Сестра проворчала. Она и Пол видели десятки людей с “Маской Иова” в тех девяти штатах, через которые они проезжали. В Канзасе они столкнулись с колонной из сорока таких людей, которых выгнали из близлежащего селения их собственные семьи; в Айове Сестра видела мужчину, чья голова была настолько покрыта коркой, что он не мог держать ее прямо. Маска Иова поражала мужчин и женщин с одинаковой жестокостью, и Сестра даже видела несколько подростков с этим, но дети младше семи или восьми лет, казалось, имели иммунитет. По крайней мере, Сестра не видела ни одного младенца или маленького ребенка с этим, хотя оба родителя могли быть ужасно изуродованы.
– Я буду с этим до конца моей жизни?
Хьюг снова пожал плечами, не в состоянии более ничем помочь. Его глаза голодно сверкнули на стакан Сестры, еще стоящий на стойке бара.
Она сказала: – Угощайтесь,– и он осушил его так, будто это был ледяной чай в жаркий августовский полдень.
– Спасибо большое. – Он вытер рот рукавом и взглянул на мертвеца, лежащего на окровавленных опилках. Коренастая черноволосая девушка была не прочь пошарить в его карманах. – В этом мире больше нет правых и виноватых,– сказал он. – Есть только ружье, которое стреляет быстрее, и более высокий уровень насилия. – Он кивнул на стол у камина, который он занимал.
– Если желаете? – спросил он Сестру с нотой просьбы. – Прошло столько времени с тех пор, как я мог поговорить с кем–то действительно воспитанным и имеющим интеллект.

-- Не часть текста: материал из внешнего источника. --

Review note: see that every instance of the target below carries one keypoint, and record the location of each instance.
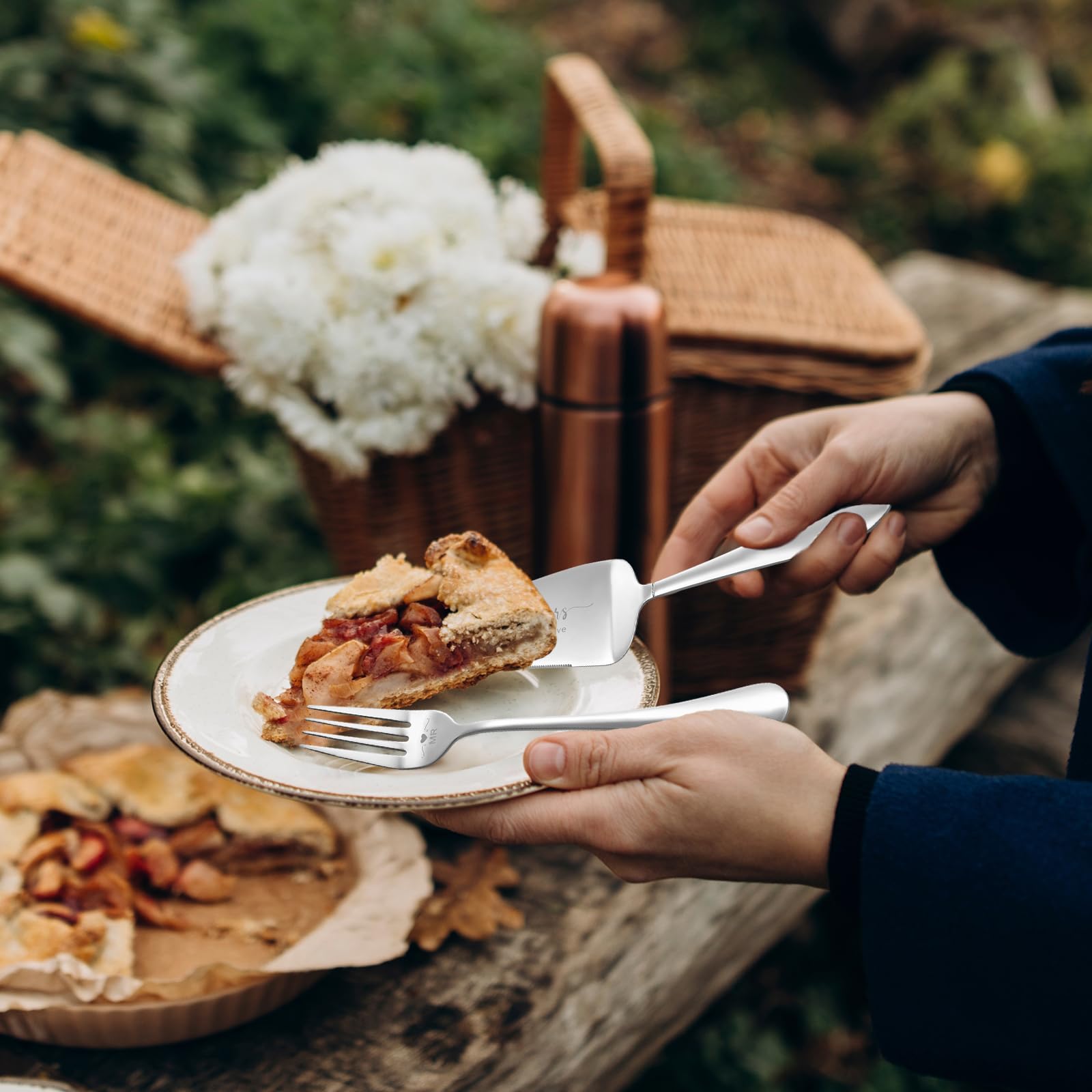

Сестра и Пол не спешили. Она подняла сумку, вложив дробовик в кожаный футляр, который висел у нее на бедре под паркой. Пол вернул “Магнум” в кобуру, и они последовали за Хьюгом Райеном.
Дервин наконец заставил себя выбраться из–за стойки бара, и человек в собачьем пальто помог ему оттащить тело Ирла к задней двери.